By contrast, neither the amount of a dividend nor a principal value is guaranteed. In fact, the act of paying a dividend, in effect, reduces the principal amount. Many clients do not know what trading ex-dividend means or why it happens. A fairly effective way of explaining how dividends payments get to them is through a simple illustration.
Ask the client to imagine handing a $5 bill to the next person that comes down the sidewalk. Now ask, did your net worth increase, decrease or stay the same. The answer, of course, is their net worth declined by $5.
The same thing happens to a corporation when it pays a cash dividend. It takes money out of its account and hands it to shareholders. The stock trades lower by the amount of the dividend to reflect the decrease in the company’s net worth.

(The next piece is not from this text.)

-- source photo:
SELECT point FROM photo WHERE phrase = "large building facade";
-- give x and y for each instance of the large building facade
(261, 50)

As a receiver of the payment the shareholder’s net worth is unchanged. It has just changed form a little. Instead of just owning the stock, the shareholder has $5 cash and stock worth $5 less. If owned in a taxable account, the shareholder now gets to pay taxes on the dividend.

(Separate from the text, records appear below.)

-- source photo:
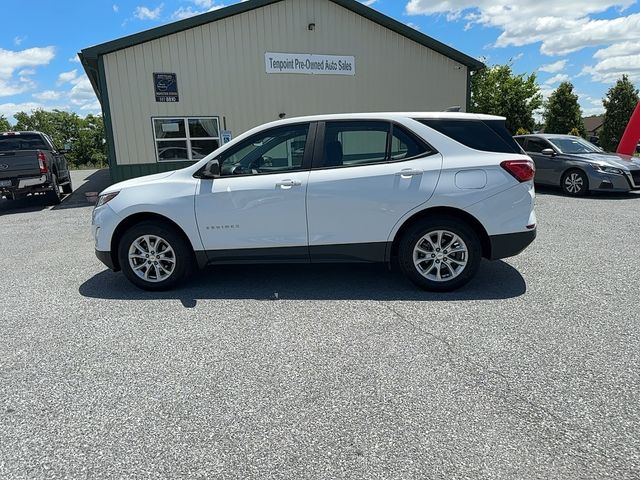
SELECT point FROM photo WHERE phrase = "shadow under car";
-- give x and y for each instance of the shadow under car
(495, 280)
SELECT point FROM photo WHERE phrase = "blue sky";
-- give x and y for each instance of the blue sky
(589, 42)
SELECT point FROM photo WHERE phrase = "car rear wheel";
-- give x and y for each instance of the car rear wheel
(67, 188)
(155, 256)
(440, 254)
(575, 183)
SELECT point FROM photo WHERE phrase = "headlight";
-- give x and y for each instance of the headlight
(106, 198)
(615, 171)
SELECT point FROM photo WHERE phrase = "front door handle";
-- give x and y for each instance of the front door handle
(289, 183)
(409, 173)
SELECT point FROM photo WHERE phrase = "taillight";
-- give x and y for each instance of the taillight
(522, 170)
(42, 161)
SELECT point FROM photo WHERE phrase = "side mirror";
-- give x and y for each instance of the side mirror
(212, 169)
(550, 152)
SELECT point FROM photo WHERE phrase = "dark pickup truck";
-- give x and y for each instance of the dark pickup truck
(30, 163)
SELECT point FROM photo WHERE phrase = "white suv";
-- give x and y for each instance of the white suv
(430, 192)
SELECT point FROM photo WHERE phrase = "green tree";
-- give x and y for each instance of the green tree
(498, 91)
(5, 126)
(619, 104)
(562, 112)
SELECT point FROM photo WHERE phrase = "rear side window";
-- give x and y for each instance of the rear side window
(536, 145)
(29, 141)
(403, 145)
(488, 136)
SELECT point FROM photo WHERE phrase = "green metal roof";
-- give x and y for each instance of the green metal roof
(89, 56)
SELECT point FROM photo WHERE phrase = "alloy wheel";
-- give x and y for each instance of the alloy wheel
(152, 258)
(440, 256)
(574, 183)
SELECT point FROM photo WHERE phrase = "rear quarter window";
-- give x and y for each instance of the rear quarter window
(488, 136)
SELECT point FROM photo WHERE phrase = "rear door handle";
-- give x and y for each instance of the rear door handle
(289, 183)
(409, 173)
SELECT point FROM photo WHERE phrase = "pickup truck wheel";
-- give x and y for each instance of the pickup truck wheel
(54, 196)
(154, 256)
(67, 188)
(440, 253)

Most clients don’t realize that the cash to pay the dividend came from coffers filled after corporate taxes were paid and the distribution is not deductible to the corporation. Most also don’t understand that cash paid for dividends aren’t available to be reinvested in staff, facilities, research, development, marketing or any other activity management may want to undertake to improve the health of the business.
Once clients understand these things, they can see why dividend payers are a minority in the market. Many think dividends are a sign of corporate strength and in many cases, they are, but what is viewed as a strength can become a weakness. Just ask GE. Some companies hurt themselves by continuing to pay dividends because they fear a negative reaction from the market or make themselves less competitive.

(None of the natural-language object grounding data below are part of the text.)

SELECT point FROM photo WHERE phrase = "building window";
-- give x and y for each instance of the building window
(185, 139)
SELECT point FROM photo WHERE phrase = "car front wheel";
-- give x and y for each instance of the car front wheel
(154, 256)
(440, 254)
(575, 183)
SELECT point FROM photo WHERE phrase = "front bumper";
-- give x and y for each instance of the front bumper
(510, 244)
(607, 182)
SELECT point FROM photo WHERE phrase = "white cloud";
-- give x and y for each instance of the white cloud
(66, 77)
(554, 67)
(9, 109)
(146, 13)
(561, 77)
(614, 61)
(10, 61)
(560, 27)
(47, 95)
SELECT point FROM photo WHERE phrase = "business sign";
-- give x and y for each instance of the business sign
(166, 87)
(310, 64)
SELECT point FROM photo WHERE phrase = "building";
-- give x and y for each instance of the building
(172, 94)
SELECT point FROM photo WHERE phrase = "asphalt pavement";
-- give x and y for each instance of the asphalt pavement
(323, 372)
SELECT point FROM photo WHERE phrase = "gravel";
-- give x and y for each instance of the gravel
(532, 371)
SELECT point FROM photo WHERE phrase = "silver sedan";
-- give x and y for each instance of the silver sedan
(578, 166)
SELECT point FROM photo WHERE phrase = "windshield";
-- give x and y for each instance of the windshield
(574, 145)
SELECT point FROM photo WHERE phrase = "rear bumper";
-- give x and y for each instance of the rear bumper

Dividend-Paying Stocks Are A Good Substitute For Bonds
Yield-obsessed clients can bite on this one a lot. The dynamics I described above can help people get over this one because they see many of the elements of uncertainty involved. Unfortunately, there is a lot of press out there suggesting dividend-paying stocks are great sources of income and dramatically safer than non-dividend-paying stocks.
In addition to the discussion about what happens when a dividend is paid, I’ve also found a simple chart showing the behavior of dividend-focused funds during the financial crisis helps keep client enthusiasm in check. The purported relative safety in some dividend payers pales in comparison to the safety inherent in good-quality bonds and CDs. Look at just about any dividend-paying fund or ETF and its clear, the dividends were of little help if any during the crisis while good-quality bonds were a true safe haven.